West Hills College Coalinga Falcon Food Pantry: Meeting Students' Needs Beyond the Classroom

There are over 2.1 million students enrolled in the California community college system, and almost 50% of these students are not getting the food they need. At West Hills College Coalinga, the Associated Student Govern­ment is helping combat student hunger with an on-campus food pantry.

Opened in Spring 2018, the WHCC food pantry pro­vides essentials to students in need. “Any West Hills College Coalinga student enrolled in one class can make an ap­pointment to visit the food pan­try,” said Jay Darnell, West Hills College Coalinga Food Service Manager. “Students may request as many appointments as they need. Our service is based entirely on the student’s stated needs.”

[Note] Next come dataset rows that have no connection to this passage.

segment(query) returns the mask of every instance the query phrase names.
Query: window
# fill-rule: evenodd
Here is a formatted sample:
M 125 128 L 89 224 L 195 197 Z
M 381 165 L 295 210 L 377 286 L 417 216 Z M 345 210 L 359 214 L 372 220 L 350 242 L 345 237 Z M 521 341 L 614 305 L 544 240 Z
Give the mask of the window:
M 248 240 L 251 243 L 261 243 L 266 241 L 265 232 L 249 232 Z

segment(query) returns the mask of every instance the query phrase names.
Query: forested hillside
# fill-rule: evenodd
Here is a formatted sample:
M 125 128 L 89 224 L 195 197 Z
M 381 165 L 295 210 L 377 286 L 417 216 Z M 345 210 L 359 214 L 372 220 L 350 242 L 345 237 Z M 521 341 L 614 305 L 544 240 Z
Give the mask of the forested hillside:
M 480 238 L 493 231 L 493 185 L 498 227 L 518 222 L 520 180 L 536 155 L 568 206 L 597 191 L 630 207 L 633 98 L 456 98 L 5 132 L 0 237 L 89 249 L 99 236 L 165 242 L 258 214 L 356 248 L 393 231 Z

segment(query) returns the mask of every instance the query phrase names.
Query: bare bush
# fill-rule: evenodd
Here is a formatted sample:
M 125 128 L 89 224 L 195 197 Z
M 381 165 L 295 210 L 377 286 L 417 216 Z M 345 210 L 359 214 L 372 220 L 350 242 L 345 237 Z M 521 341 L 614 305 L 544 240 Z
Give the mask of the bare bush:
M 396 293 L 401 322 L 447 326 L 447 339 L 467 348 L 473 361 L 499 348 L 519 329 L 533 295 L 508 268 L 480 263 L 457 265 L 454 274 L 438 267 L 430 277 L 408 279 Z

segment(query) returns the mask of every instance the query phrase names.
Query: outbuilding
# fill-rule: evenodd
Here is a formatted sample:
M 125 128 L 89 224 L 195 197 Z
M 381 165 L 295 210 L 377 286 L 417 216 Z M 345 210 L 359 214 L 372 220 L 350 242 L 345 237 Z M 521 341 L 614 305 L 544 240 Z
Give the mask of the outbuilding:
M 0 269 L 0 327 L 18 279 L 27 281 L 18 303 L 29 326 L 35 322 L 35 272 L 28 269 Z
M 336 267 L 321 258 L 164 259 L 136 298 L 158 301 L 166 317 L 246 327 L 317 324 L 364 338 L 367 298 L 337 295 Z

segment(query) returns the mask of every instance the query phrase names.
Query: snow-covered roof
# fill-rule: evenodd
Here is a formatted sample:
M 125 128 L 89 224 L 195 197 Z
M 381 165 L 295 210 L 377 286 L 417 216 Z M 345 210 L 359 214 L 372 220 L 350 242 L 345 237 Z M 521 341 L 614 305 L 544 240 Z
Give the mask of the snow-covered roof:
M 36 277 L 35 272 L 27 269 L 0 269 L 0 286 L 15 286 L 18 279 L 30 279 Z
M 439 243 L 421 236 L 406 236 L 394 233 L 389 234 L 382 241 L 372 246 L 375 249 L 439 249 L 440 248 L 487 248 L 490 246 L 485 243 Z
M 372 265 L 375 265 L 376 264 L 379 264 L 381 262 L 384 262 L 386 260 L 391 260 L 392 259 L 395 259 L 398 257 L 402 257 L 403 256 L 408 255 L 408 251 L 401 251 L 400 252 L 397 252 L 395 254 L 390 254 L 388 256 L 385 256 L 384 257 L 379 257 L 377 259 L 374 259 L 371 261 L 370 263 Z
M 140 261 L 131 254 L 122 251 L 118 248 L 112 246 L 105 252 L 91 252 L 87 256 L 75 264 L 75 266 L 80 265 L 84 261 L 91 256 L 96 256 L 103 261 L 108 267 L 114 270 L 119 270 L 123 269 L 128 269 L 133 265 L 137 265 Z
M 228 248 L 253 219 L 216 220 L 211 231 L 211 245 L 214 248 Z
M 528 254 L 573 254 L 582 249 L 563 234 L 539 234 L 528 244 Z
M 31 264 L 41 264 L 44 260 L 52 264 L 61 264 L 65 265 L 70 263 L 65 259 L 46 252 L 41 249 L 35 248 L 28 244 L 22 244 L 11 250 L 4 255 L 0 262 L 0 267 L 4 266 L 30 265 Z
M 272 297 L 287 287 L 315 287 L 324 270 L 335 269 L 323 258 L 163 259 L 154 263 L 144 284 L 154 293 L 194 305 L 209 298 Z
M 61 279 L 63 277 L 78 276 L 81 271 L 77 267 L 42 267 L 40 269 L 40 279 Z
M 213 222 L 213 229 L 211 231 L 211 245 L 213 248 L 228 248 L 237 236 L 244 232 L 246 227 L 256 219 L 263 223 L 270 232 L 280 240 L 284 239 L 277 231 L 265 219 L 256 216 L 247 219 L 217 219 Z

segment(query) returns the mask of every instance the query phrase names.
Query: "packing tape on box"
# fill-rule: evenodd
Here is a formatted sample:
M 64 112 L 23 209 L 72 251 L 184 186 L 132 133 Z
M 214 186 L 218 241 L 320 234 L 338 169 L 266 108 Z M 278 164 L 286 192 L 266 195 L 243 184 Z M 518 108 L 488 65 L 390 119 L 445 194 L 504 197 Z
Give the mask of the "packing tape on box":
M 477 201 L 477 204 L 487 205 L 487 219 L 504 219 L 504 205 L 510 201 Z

To help support the WHCC food pantry, the WHCC Associated Stu­dent Government has held several food drives in Coalinga.

The West Hills Community College Founda­tion has support­ed campaigns that have collect­ed monetary donations for food purchases.

“Most of the food in our pantry is purchased from the Central Califor­nia Food Bank,” said Darnell. “Dry foods like beans, rice, boxed, and canned foods are readily available in the Food Pantry.”

“West Hills offering students no-cost food when they need it is a big deal,” said West Hills College Coal­inga Student Cesar Flores. “Being hungry in class as a student affects you a lot because you focus on your stomach and your hungriness instead of paying attention in class.”

Helping students thrive in the class­room is one of WHCC’s main objec­tives. “We understand that outside factors often impact our students’ success in the classroom,” said Pedro Garcia, West Hills College Coalinga Coordinator of Student Support Programs and Engagement. “Food insecurity is something many of our students face, and our on-campus food pantry helps with this problem.”

In addition to food items, the WHCC ASG also has clothing and hygiene items available for all students in the pantry. Items available to students include cold weather and professional clothing, personal hygiene products, and deodorant.

“In addition to food, we focus on meeting our student’s essential needs,” said Garcia. “We hold community clothing swaps on-campus that have been extremely successful and make sure our clothing and hygiene pantry is stocked. When students have food in their stomachs and have the things they need to live, they are more likely to retain the information they are learning in the classroom, which helps them succeed.”